Federated Progressive Self-Distillation with Logits Calibration for Personalized IIoT Edge Intelligence
Yingchao Wang, Wenqi Niu
TL;DR
The paper addresses the dual forgetting challenge in personalized federated learning for non-IID IIoT edge data, where global knowledge forgets and historical personalized knowledge degrade during local updates. It introduces FedPSD, a client-side framework that couples logits calibration with progressive self-distillation to gradually preserve global generalization while recalling historical personalized knowledge; the approach uses a calibrated fusion label $H_k^{t-1} = \alpha P_k^{t-1} + (1-\alpha) Y_k$ with $\alpha = t/t_{\text{total}}$ and a KL-based distillation loss $\mathcal{L}_{KD} = \mathrm{KL}(H_k^{t,e-1} \| P_k^{t,e})$, together with a calibrated cross-entropy loss $\mathcal{L}_{CE}$ derived from $P_{\text{calibrated}}(y|x)$ that accounts for class priors $P(y)$. Experiments on MNIST, CIFAR-10, and CIFAR-100 under pathological sharding and Dirichlet partitions show FedPSD consistently improves both client and server accuracy and reduces communication rounds to reach target performance, with ablations confirming the contribution of each component. The results indicate FedPSD is a practical, low-overhead solution for robust, personalized IIoT edge intelligence in real-world non-IID FL settings.

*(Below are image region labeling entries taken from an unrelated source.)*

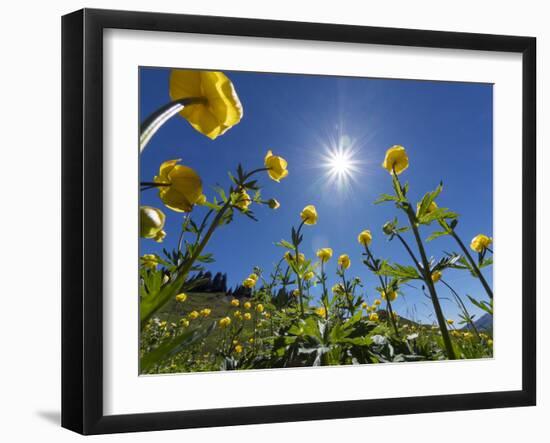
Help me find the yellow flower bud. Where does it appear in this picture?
[285,251,306,265]
[139,206,166,240]
[195,194,207,206]
[317,248,332,263]
[382,145,409,175]
[267,198,281,209]
[416,202,437,217]
[338,254,351,269]
[357,229,372,246]
[154,159,202,212]
[170,69,243,140]
[264,151,288,182]
[470,234,493,252]
[315,306,327,318]
[380,290,397,301]
[243,278,256,288]
[176,292,187,303]
[432,271,443,283]
[300,205,318,225]
[141,254,159,269]
[235,189,252,211]
[218,317,231,328]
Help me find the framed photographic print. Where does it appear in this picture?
[62,9,536,434]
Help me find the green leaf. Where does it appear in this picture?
[374,194,399,205]
[426,231,449,241]
[140,322,216,372]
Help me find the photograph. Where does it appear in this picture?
[139,66,496,375]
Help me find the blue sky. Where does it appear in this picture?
[139,68,493,322]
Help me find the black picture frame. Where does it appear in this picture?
[62,9,536,434]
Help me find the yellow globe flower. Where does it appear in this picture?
[432,271,443,283]
[170,69,243,140]
[357,229,372,246]
[338,254,351,269]
[195,194,207,206]
[264,150,288,182]
[200,308,212,318]
[176,292,187,303]
[141,254,159,269]
[380,290,397,301]
[382,145,409,175]
[139,206,166,242]
[218,317,231,328]
[315,306,327,318]
[317,248,332,263]
[300,205,318,225]
[243,278,256,289]
[470,234,493,252]
[154,159,202,212]
[267,198,281,209]
[235,189,252,211]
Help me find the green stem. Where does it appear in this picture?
[139,97,206,153]
[364,245,399,338]
[440,279,481,340]
[393,170,456,360]
[294,221,305,318]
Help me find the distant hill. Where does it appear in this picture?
[462,313,493,332]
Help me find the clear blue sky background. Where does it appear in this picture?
[139,68,493,328]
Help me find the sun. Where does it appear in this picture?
[327,150,353,175]
[321,136,361,191]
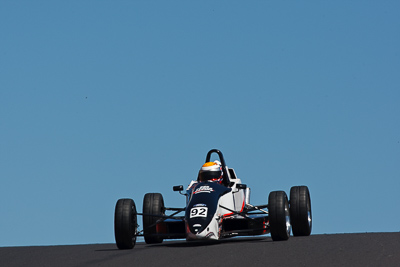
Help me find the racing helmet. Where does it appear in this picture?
[197,160,222,182]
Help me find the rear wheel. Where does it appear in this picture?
[143,193,165,244]
[114,199,137,249]
[268,191,291,241]
[290,185,312,236]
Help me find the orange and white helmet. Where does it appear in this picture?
[198,160,222,182]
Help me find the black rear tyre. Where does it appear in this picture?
[290,185,312,236]
[143,193,165,244]
[268,191,291,241]
[114,199,137,249]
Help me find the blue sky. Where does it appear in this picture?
[0,1,400,246]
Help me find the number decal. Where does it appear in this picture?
[190,207,208,218]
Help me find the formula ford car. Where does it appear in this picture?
[114,149,312,249]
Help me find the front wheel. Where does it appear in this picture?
[114,199,137,249]
[290,185,312,236]
[268,191,291,241]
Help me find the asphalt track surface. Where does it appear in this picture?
[0,232,400,267]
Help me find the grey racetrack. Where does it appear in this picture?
[0,232,400,267]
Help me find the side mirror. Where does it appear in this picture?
[173,185,183,191]
[236,184,247,189]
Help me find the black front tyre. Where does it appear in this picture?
[143,193,165,244]
[290,185,312,236]
[268,191,291,241]
[114,199,137,249]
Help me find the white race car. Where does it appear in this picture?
[114,149,312,249]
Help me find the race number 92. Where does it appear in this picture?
[190,207,208,218]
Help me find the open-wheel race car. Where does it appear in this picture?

Overall, the method advances personalized FL by effectively integrating global and local knowledge on the client side, and it demonstrates strong potential for deployment in resource-constrained IIoT environments.
Abstract
Personalized Federated Learning (PFL) focuses on tailoring models to individual IIoT clients in federated learning by addressing data heterogeneity and diverse user needs. Although existing studies have proposed effective PFL solutions from various perspectives, they overlook the issue of forgetting both historical personalized knowledge and global generalized knowledge during local training on clients. Therefore, this study proposes a novel PFL method, Federated Progressive Self-Distillation (FedPSD), based on logits calibration and progressive self-distillation. We analyze the impact mechanism of client data distribution characteristics on personalized and global knowledge forgetting. To address the issue of global knowledge forgetting, we propose a logits calibration approach for the local training loss and design a progressive self-distillation strategy to facilitate the gradual inheritance of global knowledge, where the model outputs from the previous epoch serve as virtual teachers to guide the training of subsequent epochs. Moreover, to address personalized knowledge forgetting, we construct calibrated fusion labels by integrating historical personalized model outputs, which are then used as teacher model outputs to guide the initial epoch of local self-distillation, enabling rapid recall of personalized knowledge. Extensive experiments under various data heterogeneity scenarios demonstrate the effectiveness and superiority of the proposed FedPSD method.